Hustend blieb sie stehen und versuchte gleichzeitig, das Husten und Schnaufen durch gemäßigtes Atmen zu tauschen. Ein Unterfangen, das ihr nicht wirklich gut gelang, denn über das Luftschnappen verhandelte ihr Körper einfach nicht mit ihr. Sie beugte sich leicht nach vorn und stützte sich auf den Knien ab. Wenn Eldrid mal rannte, dann nur, weil sie mit Sarolf herumgealbert hatte, oder mit den Kindern spielte. Das war eine ganz andere Form der Anstrengung als... das hier. Immer wieder hielt sie kurz die Luft an, um leiser zu sein und brach dann doch wieder hervor. Sie hatte das Gefühl, gleich umzufallen. Ein dünner Schweißfilm bedeckte Stirn und Hals, das Haar war leicht verklebt.

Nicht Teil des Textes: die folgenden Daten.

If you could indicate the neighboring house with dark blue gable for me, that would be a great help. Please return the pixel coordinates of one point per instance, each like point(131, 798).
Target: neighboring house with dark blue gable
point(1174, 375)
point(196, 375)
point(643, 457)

"Sind... sind... weg?" brachte sie mühsamer denn je im Lateinischen hervor. Sie wagte nicht, sich hinzusetzen. Wie sie einen neuerlichen Spurt schaffen sollte, wusste sie allerdings auch nicht. Sollten sie sie doch schnappen, sie würde schon irgendwie nach Hause finden. Nein - natürlich war das nicht ihr Wunsch. Wie es aber eben häufig so war, wenn man kurz vorm vermeintlichen Ende stand, wurde auch Eldrid kompromissbereit. Wenigstens theoretisch. "Ich kann nicht mehr." bekundete sie das Offensichtlichliche und ließ sich nun doch einfach auf den Boden fallen. Unter ihrem Hintern war es matschig und sie überlegte besser erst gar nicht, was da nun genau war; aller Wahrscheinlichkeit einfach nur feuchtes Moos oder etwas Ähnliches. "Ich... ich dachte... du hast einen Plan." warf sie ihm nun vor und deutete ein etwas hysterisches Lachen an, das aber sofort in ein geplagtes Husten überging. Sie sah erschöpft in Richtung des Himmels, von dem sie immerhin ein paar Sterne sah.